McCain spokesman Tucker Bounds said, "Barack Obama is opposed to offshore drilling and is also opposed to admitting that he voted for the same corporate giveaways for Big Oil that he's campaigning against today."
Continuing to criticize McCain's energy program at an afternoon town hall at Baldwin Wallace College in Berea, Ohio, Obama noted that his energy policy had won the support of oilman T. Boone Pickens.
"T. Boone Pickens is about as conservative a guy as there is. That's a serious Republican. Oil man. Driller. He says we can't drill our way out of the problem. I think he knows more about it than John McCain," Obama said.
Pickens said Monday he was "strongly encouraged by Sen. Obama's speech on America's energy future. Foreign oil is killing our economy and putting our nation at risk."
Pickens has been on a $58 million publicity tour to promote his plan to erect wind turbines in the Midwest to generate electricity, replacing the 22 percent of U.S. power produced from natural gas. The freed-up natural gas then could be used for transportation.

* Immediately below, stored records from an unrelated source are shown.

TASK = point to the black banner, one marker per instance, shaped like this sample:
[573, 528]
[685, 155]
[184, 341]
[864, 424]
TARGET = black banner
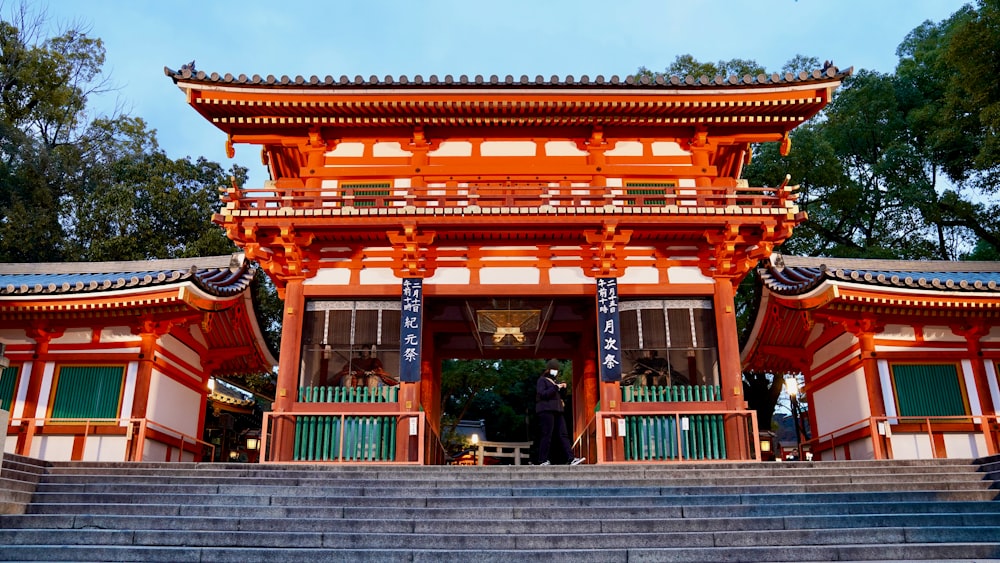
[410, 329]
[608, 330]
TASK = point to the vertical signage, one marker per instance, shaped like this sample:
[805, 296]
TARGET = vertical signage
[608, 330]
[410, 328]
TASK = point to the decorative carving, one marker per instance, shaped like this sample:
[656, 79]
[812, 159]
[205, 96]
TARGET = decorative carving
[607, 247]
[409, 252]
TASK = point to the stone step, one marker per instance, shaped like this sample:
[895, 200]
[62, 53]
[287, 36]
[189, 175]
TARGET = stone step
[487, 538]
[487, 513]
[499, 497]
[866, 552]
[512, 526]
[327, 488]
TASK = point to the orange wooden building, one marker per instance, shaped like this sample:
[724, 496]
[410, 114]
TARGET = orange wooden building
[112, 361]
[602, 221]
[900, 358]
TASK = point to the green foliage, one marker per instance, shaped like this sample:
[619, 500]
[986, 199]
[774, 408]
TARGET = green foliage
[501, 392]
[75, 188]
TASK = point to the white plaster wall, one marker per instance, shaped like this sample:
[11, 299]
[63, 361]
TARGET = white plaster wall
[105, 448]
[181, 351]
[563, 148]
[154, 451]
[347, 149]
[971, 390]
[45, 392]
[911, 446]
[173, 405]
[452, 148]
[840, 403]
[862, 449]
[450, 276]
[508, 148]
[75, 336]
[387, 148]
[4, 418]
[668, 148]
[643, 274]
[836, 346]
[52, 448]
[118, 334]
[941, 334]
[626, 148]
[330, 276]
[509, 276]
[568, 276]
[128, 396]
[378, 276]
[11, 336]
[21, 394]
[964, 446]
[687, 274]
[898, 332]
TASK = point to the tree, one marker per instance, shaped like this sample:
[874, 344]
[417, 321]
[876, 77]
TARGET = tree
[501, 392]
[77, 188]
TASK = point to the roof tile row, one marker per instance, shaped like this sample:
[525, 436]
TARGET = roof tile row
[187, 73]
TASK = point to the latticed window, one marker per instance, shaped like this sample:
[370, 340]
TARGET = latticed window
[647, 192]
[349, 337]
[8, 386]
[928, 390]
[367, 194]
[87, 392]
[669, 342]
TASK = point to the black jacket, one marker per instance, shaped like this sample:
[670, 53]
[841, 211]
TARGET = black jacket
[547, 395]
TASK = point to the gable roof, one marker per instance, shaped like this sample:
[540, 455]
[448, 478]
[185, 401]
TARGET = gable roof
[795, 275]
[219, 276]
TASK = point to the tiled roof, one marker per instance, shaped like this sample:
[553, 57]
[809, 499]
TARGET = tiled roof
[793, 275]
[216, 275]
[189, 74]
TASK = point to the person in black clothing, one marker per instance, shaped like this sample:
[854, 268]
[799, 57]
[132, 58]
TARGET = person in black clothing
[551, 423]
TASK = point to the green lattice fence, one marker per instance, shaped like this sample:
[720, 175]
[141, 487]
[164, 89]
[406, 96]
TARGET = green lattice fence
[345, 438]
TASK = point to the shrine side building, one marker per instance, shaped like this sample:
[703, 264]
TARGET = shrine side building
[602, 221]
[900, 358]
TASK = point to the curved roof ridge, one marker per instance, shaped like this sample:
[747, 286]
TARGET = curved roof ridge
[885, 265]
[124, 266]
[188, 73]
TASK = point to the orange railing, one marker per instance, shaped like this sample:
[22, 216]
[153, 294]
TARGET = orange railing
[279, 195]
[657, 436]
[881, 429]
[135, 432]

McCain also produced a new TV ad that emphasized his independent streak to counter Obama's charges that he's the same as Bush.
"Washington's broken. John McCain knows it. We're worse off than we were four years ago," says the ad. "He's the original maverick."
It also tried to cast McCain, a four-term Arizona senator, as a change agent, a claim Obama has made for himself.
"Only McCain has taken on big tobacco, drug companies, fought corruption in both parties," the ad says. "He'll reform Wall Street, battle Big Oil, make America prosper again."
It does not mention areas where McCain and Bush agree, like tax cuts, the Iraq war and free-market economics, a point the Obama campaign highlighted in its response to the ad.